Estar estando, ou estar não estando, e o não-estando ficara
por conta dos comerciantes, gente vendendo de tudo para viver do sagrado, embora do lado de fora e à margem dele, num ato de mágica como se fosse possível separar o sagrado do profano. Contudo, ali ficavam olhando para o outro lado, não
para "dentro", pois nem sabiam direito que "dentro" seria esse, e esperavam os peregrinos que
vinham de longe. E era gente de todos os lugares que aparecia para a
formalidade dos atos de adoração e sacrifícios, e para não trazer a oferenda nas
próprias mãos, para que da pomba só sobrasse as penas, os devotos traziam moedas de todos
os cantos, as trocavam ali na entrada do Templo, tendo em conta que o sagrado estaria depois dali, e compravam o que dava, entravam no lugar
da oração e ali sacrificavam o dinheiro em forma de coisa, como se vida fosse.
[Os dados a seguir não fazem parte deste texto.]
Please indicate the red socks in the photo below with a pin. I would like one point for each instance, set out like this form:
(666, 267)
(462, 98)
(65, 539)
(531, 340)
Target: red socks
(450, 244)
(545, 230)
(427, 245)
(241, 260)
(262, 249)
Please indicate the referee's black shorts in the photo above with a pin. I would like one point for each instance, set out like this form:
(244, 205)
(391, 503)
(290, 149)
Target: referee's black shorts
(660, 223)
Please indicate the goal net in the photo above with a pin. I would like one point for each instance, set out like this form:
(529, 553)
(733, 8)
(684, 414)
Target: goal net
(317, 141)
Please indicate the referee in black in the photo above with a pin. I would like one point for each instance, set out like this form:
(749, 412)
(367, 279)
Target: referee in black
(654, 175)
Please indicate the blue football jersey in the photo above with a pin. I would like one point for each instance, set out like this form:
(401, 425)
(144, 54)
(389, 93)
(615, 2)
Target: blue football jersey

E assim veio Jesus a restabelecer a casa de oração, expulsou os comerciantes e encheu a casa, que parecia menos que Templo, mas não era, de cegos e mancos e
ali os curou para que o sagrado revelado na aprovação do divino fosse inquestionável,
pois no lugar onde Deus havia, só poderia haver Deus, e qualquer milagre ali
seria o resultado direto e sobrenatural de Sua inconfundível presença. Depois
vieram as crianças, no contraste do narrador à insuficiência de uma religião
ritualista e preconceituosa. E se no lugar do sagrado não houver espaço para crianças, cegos e mancos, não será casa de oração.
E foi assim que casa de oração se tornou o lugar da
ingenuidade e dos excluídos, e nunca mais voltou a ser isso outra vez.